In this embodiment, a case has been described in which the optical card 8 is tilted in the focus direction with respect to the transport direction, and there are also defects such as scratches and dust on the optical card 8. Without limitation, the present invention is similarly applied even when the optical card 8 has no inclination toward the focus direction (perpendicular to the focus direction) and there are defects such as scratches or dust on the optical card 8.

The present invention is not limited to the examples, and various applications and modifications can be made without departing from the gist of the present invention. Furthermore, the present invention can also be applied to recording and reproducing devices for information recording media other than optical cards.

〔Effect of the invention〕

As described above, by using the information recording/reproducing apparatus according to the present invention, the following various effects can be obtained.

(1) While the defect detection means is detecting defects such as scratches or dust on the optical card, the control means maintains the position (focus position) of the light beam focusing means at the position immediately before the defect is detected. As a result, the focus of the light beam does not deviate from the information recording surface.

Therefore, information can be recorded/reproduced accurately.

(2) According to (1) above, even if there are defects such as scratches or dust on the information recording medium, the focus of the light beam will not be removed from the information recording surface, so if it becomes necessary to refocus after that, The time required to re-focus can be shortened.
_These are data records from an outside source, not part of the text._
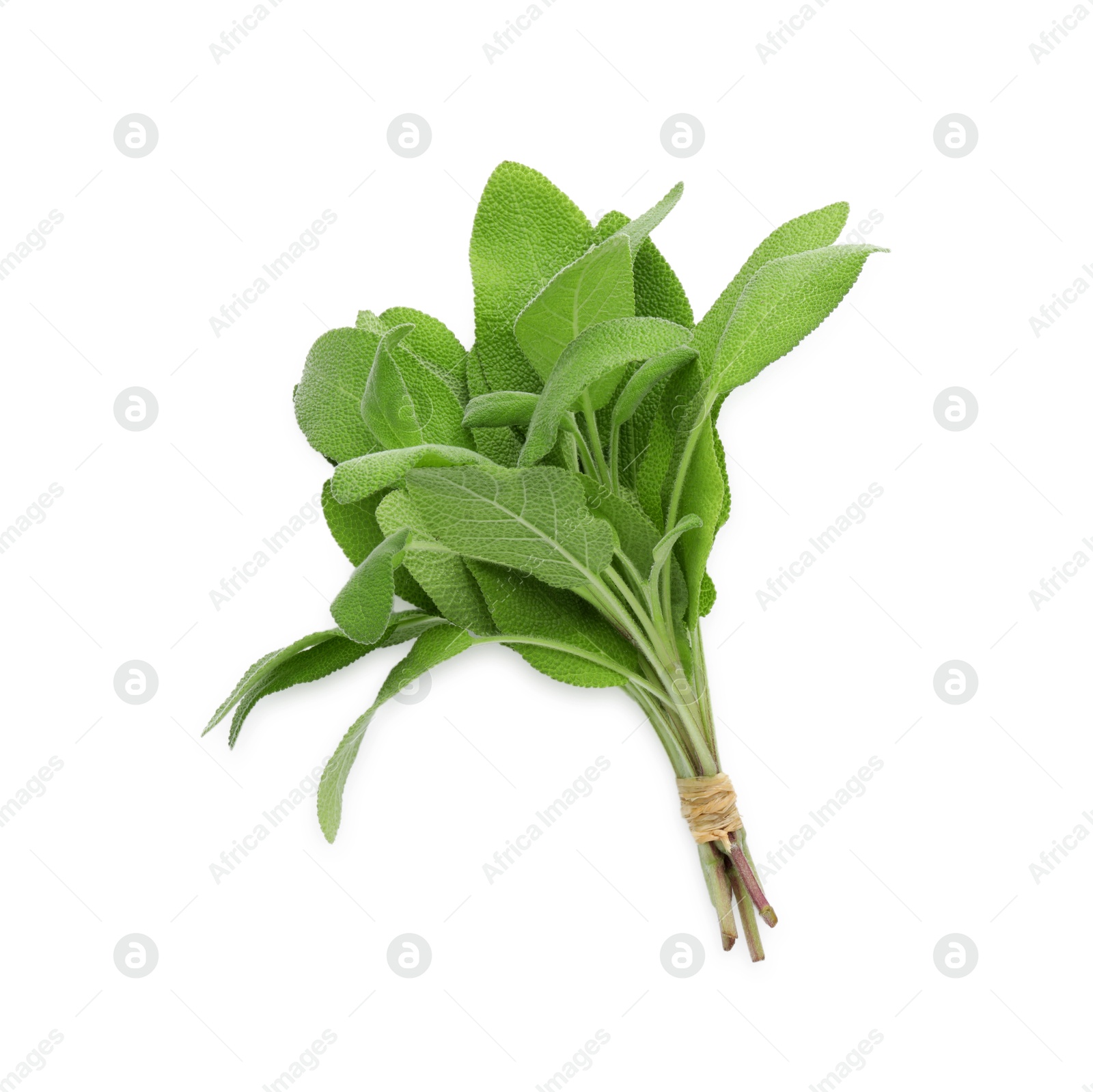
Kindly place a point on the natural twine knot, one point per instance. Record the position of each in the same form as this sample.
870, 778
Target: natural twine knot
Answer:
710, 807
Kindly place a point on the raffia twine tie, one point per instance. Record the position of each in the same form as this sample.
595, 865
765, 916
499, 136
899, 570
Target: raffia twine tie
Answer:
710, 807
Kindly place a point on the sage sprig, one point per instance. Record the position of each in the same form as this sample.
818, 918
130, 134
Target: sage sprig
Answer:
557, 488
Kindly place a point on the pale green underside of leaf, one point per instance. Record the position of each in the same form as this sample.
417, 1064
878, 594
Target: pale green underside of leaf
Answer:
523, 605
324, 659
601, 350
500, 409
281, 665
783, 303
439, 570
328, 397
596, 288
363, 607
820, 228
407, 402
531, 519
370, 474
652, 372
432, 649
525, 231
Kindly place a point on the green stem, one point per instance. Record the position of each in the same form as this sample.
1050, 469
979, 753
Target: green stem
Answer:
665, 733
747, 917
561, 646
594, 437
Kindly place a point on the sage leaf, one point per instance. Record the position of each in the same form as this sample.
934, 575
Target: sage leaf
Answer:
531, 519
433, 647
499, 409
440, 571
320, 660
404, 402
523, 605
525, 231
784, 302
596, 288
600, 351
370, 474
645, 379
817, 229
328, 396
262, 668
363, 607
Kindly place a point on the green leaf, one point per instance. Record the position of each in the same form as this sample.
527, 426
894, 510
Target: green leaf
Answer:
703, 490
500, 408
262, 668
523, 605
352, 525
363, 608
370, 474
355, 530
633, 528
525, 231
439, 570
433, 647
433, 342
320, 660
531, 519
657, 290
370, 320
406, 404
600, 351
820, 228
655, 370
501, 445
328, 397
596, 288
706, 596
784, 302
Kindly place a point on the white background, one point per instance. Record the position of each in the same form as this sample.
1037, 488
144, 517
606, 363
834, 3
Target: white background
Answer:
841, 668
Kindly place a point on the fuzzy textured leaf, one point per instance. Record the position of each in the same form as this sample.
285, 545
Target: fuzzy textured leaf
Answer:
370, 474
525, 231
531, 519
600, 351
432, 649
363, 607
784, 302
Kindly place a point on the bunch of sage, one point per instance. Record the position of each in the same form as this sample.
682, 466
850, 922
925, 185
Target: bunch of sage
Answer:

(3) It is resistant to defects such as scratches and dust on the information recording medium during recording/reproduction, and is expected to improve data reliability.
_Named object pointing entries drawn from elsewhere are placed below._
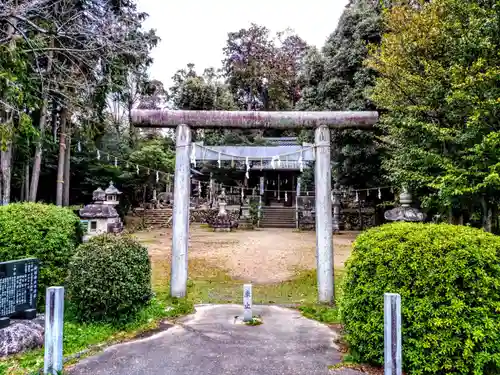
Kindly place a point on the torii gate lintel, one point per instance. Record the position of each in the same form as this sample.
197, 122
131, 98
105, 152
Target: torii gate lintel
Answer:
183, 121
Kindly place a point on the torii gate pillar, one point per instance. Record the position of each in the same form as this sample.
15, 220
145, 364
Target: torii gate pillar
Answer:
324, 238
180, 219
320, 121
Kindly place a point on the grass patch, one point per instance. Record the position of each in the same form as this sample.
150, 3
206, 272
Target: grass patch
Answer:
80, 336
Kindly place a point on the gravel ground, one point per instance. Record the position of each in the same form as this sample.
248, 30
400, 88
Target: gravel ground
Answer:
259, 256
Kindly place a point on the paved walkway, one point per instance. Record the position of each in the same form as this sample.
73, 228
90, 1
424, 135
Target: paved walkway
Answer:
210, 343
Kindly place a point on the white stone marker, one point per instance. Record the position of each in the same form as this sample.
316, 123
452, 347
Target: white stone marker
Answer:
392, 334
247, 302
54, 313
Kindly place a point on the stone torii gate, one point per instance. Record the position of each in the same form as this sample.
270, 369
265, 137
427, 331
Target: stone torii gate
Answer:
321, 122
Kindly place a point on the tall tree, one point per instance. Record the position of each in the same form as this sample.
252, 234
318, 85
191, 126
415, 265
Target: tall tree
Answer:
261, 69
336, 80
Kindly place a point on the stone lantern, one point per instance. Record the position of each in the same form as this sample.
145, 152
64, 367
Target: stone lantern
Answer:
405, 212
112, 195
100, 217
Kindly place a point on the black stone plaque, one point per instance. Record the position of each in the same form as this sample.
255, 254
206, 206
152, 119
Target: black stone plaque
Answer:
18, 289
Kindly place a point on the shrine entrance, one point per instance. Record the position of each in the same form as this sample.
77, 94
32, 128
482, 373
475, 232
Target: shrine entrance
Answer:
254, 157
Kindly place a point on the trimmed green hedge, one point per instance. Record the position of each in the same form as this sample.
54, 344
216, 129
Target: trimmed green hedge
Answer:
42, 231
109, 279
449, 281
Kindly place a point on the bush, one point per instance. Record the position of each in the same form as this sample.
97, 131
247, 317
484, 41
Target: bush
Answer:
109, 279
449, 281
42, 231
[Brief explanation of the drawing]

FIG. 1 is a main part configuration diagram showing an embodiment of an optical card information recording and reproducing device to which the information recording and reproducing device of the present invention is applied, and FIGS. 2 and 3 respectively explain the operation of the embodiment of FIG. 1. This is a time chart for. DESCRIPTION OF SYMBOLS 1... Optical head, 5... Objective lens, 6... Drive coil, 7... Photodetector, 9... Lens drive signal output means, 10... Lens drive signal waveform storage means, 11
... Differential amplifier, 12 ... Subtraction circuit, 13 ... Servo circuit, 14 ... Addition circuit, 16 ... Adder, 1
7...Voltage comparator. 18... Current detection circuit, 21... CPU, 23...
·switch.

Claims (1)

[Claims] An information recording and reproducing apparatus comprising: a light beam focusing means for focusing a light beam on an information recording surface of an information recording medium; and a light detection means for detecting a light beam reflected from the information recording surface of the information recording medium. a defect detection means for detecting a defect on the information recording medium based on the output from the detection means; and a focus error signal for detecting a focus error signal based on the output of the light detection means, and the light beam focusing means based on the focus error signal. Based on the output from the defect detection means, during the period when the defect detection means is detecting a defect on the information recording medium, the light beam focusing is controlled to maintain the position of the light beam focusing means. 1. An information recording and reproducing apparatus comprising: a control means for controlling the means.